Have a Dataframe:
Column_A | Column_B |
---|---|
1 | 20 |
2 | 25 |
1 | 52 |
2 | 22 |
4 | 67 |
1 | 34 |
3 | 112 |
5 | 55 |
4 | 33 |
5 | 87 |
1 | 108 |
Looking to create 2 groups from Column_A, and find the average of those groups in Column_B:
So first group might be 1, 2 and 3, second group 4 and 5.
I get the basics behind groupby()
df.groupby("Column_A")["Column_B"].mean()
and calling certain values in columns
df[df["Column_A"] == 1].groupby()[].mean()
But is there a way to include the group of (1, 2 and 3) and (4, 5) from Column_A? Somehow doing:
[["Column_A"] == 1, 2, 3].groupby(Column_B).mean()
And:
[["Column_A"] == 4, 5].groupby(Column_B).mean()
Thanks in advance
CodePudding user response:
You can combine cut
to bin the first column, then groupby.mean
:
(df.groupby(pd.cut(df['Column_A'], [0,3,5], labels=['1-3', '4-5']))
['Column_B'].mean()
)
Output:
Column_A
1-3 53.285714
4-5 60.500000
Name: Column_B, dtype: float64
CodePudding user response:
df[df["Column_A"] <= 3].groupby("Column_A")["Column_B"].mean()
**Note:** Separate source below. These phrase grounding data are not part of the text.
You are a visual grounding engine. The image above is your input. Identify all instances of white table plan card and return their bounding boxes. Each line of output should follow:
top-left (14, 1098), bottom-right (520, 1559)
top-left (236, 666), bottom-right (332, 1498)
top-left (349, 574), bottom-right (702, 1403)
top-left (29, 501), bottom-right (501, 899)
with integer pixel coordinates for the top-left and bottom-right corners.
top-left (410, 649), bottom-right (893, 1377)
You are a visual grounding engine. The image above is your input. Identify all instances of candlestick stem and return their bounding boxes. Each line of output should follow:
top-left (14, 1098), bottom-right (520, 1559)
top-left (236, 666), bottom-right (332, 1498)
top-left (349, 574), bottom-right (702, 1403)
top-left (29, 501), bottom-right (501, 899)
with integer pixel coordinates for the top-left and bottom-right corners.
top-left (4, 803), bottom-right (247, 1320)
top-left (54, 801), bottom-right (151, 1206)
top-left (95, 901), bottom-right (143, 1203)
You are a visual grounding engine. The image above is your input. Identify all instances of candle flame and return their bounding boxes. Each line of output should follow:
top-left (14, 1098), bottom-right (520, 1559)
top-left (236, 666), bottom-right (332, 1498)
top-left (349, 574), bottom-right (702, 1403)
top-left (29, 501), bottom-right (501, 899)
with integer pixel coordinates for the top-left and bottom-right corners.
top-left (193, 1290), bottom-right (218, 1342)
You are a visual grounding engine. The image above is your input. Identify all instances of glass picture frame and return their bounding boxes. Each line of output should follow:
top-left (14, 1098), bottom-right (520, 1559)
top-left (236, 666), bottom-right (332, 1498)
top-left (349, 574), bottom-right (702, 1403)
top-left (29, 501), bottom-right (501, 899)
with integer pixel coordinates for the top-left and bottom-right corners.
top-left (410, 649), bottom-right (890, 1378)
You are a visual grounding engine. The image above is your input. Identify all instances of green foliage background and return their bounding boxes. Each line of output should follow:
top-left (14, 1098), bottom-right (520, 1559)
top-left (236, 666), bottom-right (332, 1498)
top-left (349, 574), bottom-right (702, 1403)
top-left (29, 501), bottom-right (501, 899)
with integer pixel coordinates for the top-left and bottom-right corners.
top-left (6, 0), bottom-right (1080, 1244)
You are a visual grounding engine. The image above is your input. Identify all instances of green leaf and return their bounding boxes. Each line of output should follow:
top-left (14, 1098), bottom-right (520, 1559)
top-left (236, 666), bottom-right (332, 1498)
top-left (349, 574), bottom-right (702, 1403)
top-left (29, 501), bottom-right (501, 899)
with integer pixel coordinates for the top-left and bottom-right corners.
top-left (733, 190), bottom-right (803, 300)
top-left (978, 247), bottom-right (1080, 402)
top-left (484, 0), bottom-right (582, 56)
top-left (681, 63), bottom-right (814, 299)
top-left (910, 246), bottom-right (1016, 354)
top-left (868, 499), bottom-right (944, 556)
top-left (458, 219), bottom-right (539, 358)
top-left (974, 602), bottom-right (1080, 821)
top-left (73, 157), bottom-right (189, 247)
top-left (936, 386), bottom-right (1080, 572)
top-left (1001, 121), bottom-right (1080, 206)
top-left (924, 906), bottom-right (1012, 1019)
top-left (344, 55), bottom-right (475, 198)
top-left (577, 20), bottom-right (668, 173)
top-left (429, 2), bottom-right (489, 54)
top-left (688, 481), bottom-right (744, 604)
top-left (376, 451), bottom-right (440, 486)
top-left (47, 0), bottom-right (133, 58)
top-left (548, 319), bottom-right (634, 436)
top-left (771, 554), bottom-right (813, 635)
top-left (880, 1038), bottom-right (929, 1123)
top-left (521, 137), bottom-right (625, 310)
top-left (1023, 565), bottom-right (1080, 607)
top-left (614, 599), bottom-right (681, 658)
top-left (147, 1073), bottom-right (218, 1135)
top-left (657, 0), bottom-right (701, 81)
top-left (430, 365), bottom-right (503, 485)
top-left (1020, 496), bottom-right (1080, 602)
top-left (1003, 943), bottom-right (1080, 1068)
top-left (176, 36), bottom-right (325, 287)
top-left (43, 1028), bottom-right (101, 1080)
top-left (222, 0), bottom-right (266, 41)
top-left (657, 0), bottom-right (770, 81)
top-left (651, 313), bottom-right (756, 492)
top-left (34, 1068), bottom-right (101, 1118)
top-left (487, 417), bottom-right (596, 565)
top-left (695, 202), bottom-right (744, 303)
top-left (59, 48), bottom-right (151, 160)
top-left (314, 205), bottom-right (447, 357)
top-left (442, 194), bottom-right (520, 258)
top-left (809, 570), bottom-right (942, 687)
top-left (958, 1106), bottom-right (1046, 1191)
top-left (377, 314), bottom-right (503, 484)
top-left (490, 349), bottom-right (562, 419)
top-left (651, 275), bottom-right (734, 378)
df[df["Column_A"] > 3].groupby("Column_A")["Column_B"].mean()
if Column_A
is not numeric, use isin
CodePudding user response:
Using isin
if you only want a specific values group (1,2,3 and 4,5)
df[df["Column_A"].isin([1,2,3])].groupby("Column_A")["Column_B"].mean()
df[df["Column_A"].isin([4,5])].groupby("Column_A")["Column_B"].mean()
CodePudding user response:
Looking to create 2 groups from Column_A, and find the average of those groups in Column_B
You can use a condition in groupby for the items in [1, 2, 3] vs. not in the list i.e. [4, 5].
df.groupby(df['Column_A'].isin([1, 2, 3]))['Column_B'].mean()
Output:
Column_A
False 60.500000
True 53.285714
Name: Column_B, dtype: float64